Casey Beaumaris, a young girl with journalistic ambitions, gets drafted for the weekend by her mother to help at the nursing home where she is the head nurse. The help itself does not entail much. In fact, it doesn’t require any work at all. Casey’s only job is to keep the patients company. And to listen. It’s a task that Casey takes on very reluctantly, but it is up to the player whether she goes on to perform it gracefully or not.
Many stories intertwine in this lovely interactive narrative, released in September 2022 by Australian studio Ghost Pattern, but you can only experience them once at a time. The stories never wait for you, so there are no triggers that will take you in any direction. You are free to roam, listen in, keep company, follow, help, just hang out, or even leave the room mid-conversation. You can read your journal and recall what you learned about the characters and the airship’s history. Not one play will be the same and the choices you make will impact mostly what you will end up learning, but not much of the story itself.
Wayward Strand is set in the year 1978, in a reality that is, in almost everything, similar to ours but somehow managed to make airships happen. It’s played in a decommissioned German luxury airliner, where this nursing home/healthcare facility is established and where all these wonderful stories come to reside. Funnily enough, it is also the only airship that can be seen in the landscape making it look like airships are not a thing that really caught on.
Why the seemingly curious choice of backdrop? Well, it’s an apt metaphor. These are the stories of lives in suspension. And what better setting than an object that doesn’t belong on the ground, but can’t reach the skies either because it’s still tethered? The airship itself is already very worn out, irreparably damaged, and retired from its previous functions. It used to host parties, now it’s a home for people in waiting. Literally sitting between sky and land, the allegory becomes confirmed in the wary words of Dr. Bouchard’s character: “Airborne purgatory”.
Even though there are no objectives and you are absolutely free to experience the game as you please (even by just sitting down and letting the time pass by), you’ll see that there is no shortage of things to do, especially if you love snooping around. Every story is rich in detail. Every character has a full life and even the ship itself has its own mysteries to uncover.
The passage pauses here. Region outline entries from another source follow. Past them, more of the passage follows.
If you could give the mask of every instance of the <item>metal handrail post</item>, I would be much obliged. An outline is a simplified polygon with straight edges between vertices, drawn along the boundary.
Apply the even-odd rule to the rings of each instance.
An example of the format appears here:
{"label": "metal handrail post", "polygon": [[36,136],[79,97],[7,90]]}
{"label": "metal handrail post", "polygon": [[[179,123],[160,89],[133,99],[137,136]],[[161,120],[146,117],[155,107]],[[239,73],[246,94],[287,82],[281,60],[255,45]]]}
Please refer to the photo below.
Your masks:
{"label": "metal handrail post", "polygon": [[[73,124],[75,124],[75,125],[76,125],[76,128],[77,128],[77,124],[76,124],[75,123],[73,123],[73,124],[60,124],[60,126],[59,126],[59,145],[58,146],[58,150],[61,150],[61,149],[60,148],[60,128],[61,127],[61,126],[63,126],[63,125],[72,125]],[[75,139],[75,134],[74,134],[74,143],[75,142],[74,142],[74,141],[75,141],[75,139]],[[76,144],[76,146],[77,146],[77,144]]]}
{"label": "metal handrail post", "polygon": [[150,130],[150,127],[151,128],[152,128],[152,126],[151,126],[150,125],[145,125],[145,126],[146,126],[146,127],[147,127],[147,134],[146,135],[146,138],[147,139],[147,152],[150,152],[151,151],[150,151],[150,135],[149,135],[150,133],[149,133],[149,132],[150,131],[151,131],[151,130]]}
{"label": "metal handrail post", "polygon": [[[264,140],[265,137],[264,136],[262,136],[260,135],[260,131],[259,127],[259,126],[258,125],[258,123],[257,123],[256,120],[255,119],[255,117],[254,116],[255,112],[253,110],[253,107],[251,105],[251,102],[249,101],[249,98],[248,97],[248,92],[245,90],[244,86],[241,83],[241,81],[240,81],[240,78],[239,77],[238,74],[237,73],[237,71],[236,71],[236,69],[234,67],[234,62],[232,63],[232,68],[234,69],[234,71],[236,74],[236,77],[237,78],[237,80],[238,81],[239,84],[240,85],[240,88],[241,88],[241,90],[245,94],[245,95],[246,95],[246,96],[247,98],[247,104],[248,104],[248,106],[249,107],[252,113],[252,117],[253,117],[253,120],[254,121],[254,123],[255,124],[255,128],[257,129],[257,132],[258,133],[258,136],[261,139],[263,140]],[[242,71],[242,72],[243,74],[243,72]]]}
The game ends when three days pass. I finished it three times and every time the experience was different as I learned more about each character. I am yet to experiment with just letting time pass without talking to anybody. Or I could just choose to bond with only one character and ignore the others completely. Wayward Strand is very flexible like that, only limited by your imagination.
To be clear, this is a narrative experience and not a mystery game. There is nothing to solve, but there are plenty of things to discover, even about yourself. And there is an arch that is mostly Casey’s relationship with her mother. It is not too dramatic, though, and I very much appreciate that. Casey is still a sassy teen, but she can also be kind and thoughtful, while her mother is impatient and overworked, but highly competent, self-aware and very loving.
The only downside is a technical one. The game only allows you to save after each end of day (labeled “chapters”), but not at any point in the middle of it. So you are left with two options: either you play through one game day in a sitting (which takes a little over an hour), or you leave the game open when you need to take breaks. Hopefully, it will get sorted eventually, but even if it doesn’t, that aspect did not interfere with my enjoyment of the game in the slightest.
The longevity of this game is impressive. I still feel I have a lot more to discover and will definitely come back many times to see if I can experience all of it and hunt for the achievements I am yet to obtain (in a total of 30).
The music is in line with the beautiful simplicity of the game. The seemingly effortless and unpretentious melodies created by Maize Wallin, mostly with an acoustic guitar craftily paired up with beach sounds, are built in a way that will help you drift into daydreams. Good enough to hear on its own, so I would recommend downloading and enjoying it during a lazy day cosied up to a book and some herb tea.
Death and dying are intrinsically tied to the main theme of this game. Expected, given our setting. However, it is not dealt with dread or morbidity, but instead appropriately approached by the expression of normal human emotions: fearfulness, denial, anger, and acceptance. There is no sombreness, but more solemnity and even happiness.
Wayward Strand is mandatory if you consider yourself a fan of interactive narratives, as it is different from titles like Gone Home or Dear Esther : in Wayward Strand, you are experiencing the past and the present intertwined in a way that is still alive in the characters, seeing that they are not just mere repositories of narrative. They breathe their own lives into you. Whatever they share with you, you’ll carry that along long after you completed the task you were basically imposed.